In a post I did for the Economic Populist, I noted the NPR's war on the disabled. It seems there's someone else at the New York Times that just can't help but get their digs in as well.
Binyamin Appelbaum sometimes writes about unemployment for the New York Times, but in his posts he also likes to reference an article he wrote about Social Security disability.
On August 2, 2013 in a post titled An Employment Number That Isn’t Budging he writes," The share of Americans on disability has soared, in part because the program is serving as a safety net for people who might have found work in better times. But once on disability, people almost never return to work." --- which refers to his article The Rise of Disability where it says:
- The share of working-age Americans receiving federal disability payments has roughly doubled in recent decades. It rose from 23 of every 1,000 workers in 1980 to 47 of every 1,000 workers in 2011.
- 5 percent of the potential work force is more or less permanently out of action.
- The government likes to describe the increase mostly as the result of two demographic trends. Independent experts, however, see substantial evidence that disability insurance increasingly serves as a safety net for people who cannot find jobs.
- A new research note from the Federal Reserve Bank of San Francisco estimates 40 percent to 60 percent of the growth in disability claims in recent decades is a result of the program’s attracting a broader constituency.
- Historically, few people who qualify for disability during downturns return to the work force during rebounds, creating a twofold drag: Fewer workers and more people depending on each of those workers to pay their taxes.
- Disability insurance is likely to keep expanding unless program rules and incentives are fundamentally altered.”
Lies, damn lies, and statistics. Number can be twisted to tell many different stories. The Wall Street Journal had also made some unsubstantiated claims which were more or less assumptions than anything else --- and not supported by facts or data, as indicated in my post. I also noted that earlier this year in a new study by Jesse Rothstein (University of California, Berkeley and NBER) found that there was "no indication that expiration of UI benefits causes DI applications."
On July 18, 2013 Binyamin Appelbaum wrote another article titled Labor Force Participation Is Not Coming Back where he writes, "It also points to the growing popularity of federal disability benefits, a program many researchers say is functioning as a safety net for people who can’t find jobs – except that it tends to remove them from the workforce on a permanent basis." --- which also refers to his article The Rise of Disability.
In another post I wrote on disability I noted:
- According to the Social Security Administration, as of June 2013, there were 8,892,515 disabled workers in the U.S. who received SSDI benefits and averaged $1,130.34 a month.
- According to the Bureau of Labor Statistics, the unemployment rate for persons with a disability declined from 2011 to 2012. The unemployment rate for persons with a disability was 13.4 percent in 2012.
- According to the Social Security Administration, actual SSDI awards (not claims or applications) declined from 2011 to 2012, and SSDI terminations were up, for a net increase of 2.94% for people in current payment status for SSDI benefits.
But Mister Binyamin Appelbaum doesn't also mention these facts.

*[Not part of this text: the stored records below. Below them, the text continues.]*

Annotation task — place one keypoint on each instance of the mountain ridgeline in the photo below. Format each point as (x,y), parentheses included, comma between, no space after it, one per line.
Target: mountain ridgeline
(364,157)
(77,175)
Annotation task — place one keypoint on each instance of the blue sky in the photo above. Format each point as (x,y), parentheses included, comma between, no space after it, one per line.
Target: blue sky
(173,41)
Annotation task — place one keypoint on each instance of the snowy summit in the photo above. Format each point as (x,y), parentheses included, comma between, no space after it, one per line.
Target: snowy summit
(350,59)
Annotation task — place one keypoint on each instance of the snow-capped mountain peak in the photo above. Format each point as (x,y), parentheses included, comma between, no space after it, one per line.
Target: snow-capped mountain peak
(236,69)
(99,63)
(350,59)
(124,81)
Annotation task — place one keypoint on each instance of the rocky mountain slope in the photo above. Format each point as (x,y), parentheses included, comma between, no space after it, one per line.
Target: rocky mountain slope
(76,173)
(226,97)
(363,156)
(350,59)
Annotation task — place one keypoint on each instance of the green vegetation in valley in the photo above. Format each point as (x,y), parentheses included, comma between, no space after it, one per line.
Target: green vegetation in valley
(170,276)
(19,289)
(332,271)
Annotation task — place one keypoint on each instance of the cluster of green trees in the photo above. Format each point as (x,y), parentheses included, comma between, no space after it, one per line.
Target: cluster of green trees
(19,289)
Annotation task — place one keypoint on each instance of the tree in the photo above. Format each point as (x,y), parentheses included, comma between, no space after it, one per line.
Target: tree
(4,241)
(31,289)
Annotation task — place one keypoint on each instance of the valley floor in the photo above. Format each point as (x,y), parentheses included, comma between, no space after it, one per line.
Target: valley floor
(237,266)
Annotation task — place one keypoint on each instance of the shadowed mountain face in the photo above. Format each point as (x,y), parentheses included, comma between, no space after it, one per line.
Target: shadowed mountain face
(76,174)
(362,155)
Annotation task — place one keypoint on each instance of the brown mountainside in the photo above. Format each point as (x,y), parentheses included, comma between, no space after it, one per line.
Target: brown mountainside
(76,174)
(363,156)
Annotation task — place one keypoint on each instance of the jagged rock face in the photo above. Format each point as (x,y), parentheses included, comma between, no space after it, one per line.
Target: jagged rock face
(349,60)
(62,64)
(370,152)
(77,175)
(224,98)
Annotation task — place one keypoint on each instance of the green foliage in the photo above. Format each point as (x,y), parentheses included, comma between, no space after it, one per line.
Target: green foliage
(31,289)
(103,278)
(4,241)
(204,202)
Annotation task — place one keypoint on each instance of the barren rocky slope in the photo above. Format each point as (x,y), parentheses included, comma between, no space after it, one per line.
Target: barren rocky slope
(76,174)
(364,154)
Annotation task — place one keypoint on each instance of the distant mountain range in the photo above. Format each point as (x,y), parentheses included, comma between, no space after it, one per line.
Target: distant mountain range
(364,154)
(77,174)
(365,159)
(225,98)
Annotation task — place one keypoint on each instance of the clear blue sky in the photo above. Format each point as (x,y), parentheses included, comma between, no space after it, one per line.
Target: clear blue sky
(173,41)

On May 3, 2013 - Binyamin Appelbaum wrote an article titled Keeping Up, Not Getting Ahead where he says, "The number of Americans receiving disability benefits has increased by 1.8 million since the recession began, and people on disability rarely return to the work force." --- where he references someone else's article titled Disabled, but Looking for Work, where it says:
- For the last five years, Social Security has paid out more in benefits to disabled workers than it has taken in from payroll taxes.
- About 8.2 million people collected disabled worker benefits totaling $115 billion last year, up from 5 million a decade earlier.
- About one in 21 Americans from age 25 to 64 receive the benefit compared with one in 30 a little over a decade ago.
- Some economists say they believe that an increasing number of people rely on disability benefits as a kind of shadow safety net.
- The benefits have no expiration date, like the current 99-week limit for collecting unemployment.
Yet what Binyamin Appelbaum also neglects to ever say is, according to that same article, "Nicole Maestas, an economist at the Rand Corporation, has examined Social Security data with fellow economist Kathleen J. Mullen, and concluded that in the absence of benefits, about 18 percent of recipients could work and earn at least $12,000 a year. Other economists say that even among those denied benefits, a majority fail to go back to work, in part because of medical problems and a lack of marketable skills. And because many people spend years appealing denials and building their medical case before being granted benefits, their skills often atrophy and gaps open on their résumés, making it more difficult for them to get back to work."
You can look at the data on my posts and see how the statistics can be spun to make any ideological argument for or against anybody's opinion. Binyamin Appelbaum clearly has no empathy for American disabled workers, and just like Bill O'Reilly on Fox News, he most likely believes that Social Security is a scam and we should make it more difficult than it already is to quality. Let's just hope that for his own good, Mister Binyamin Appelbaum never breaks his back.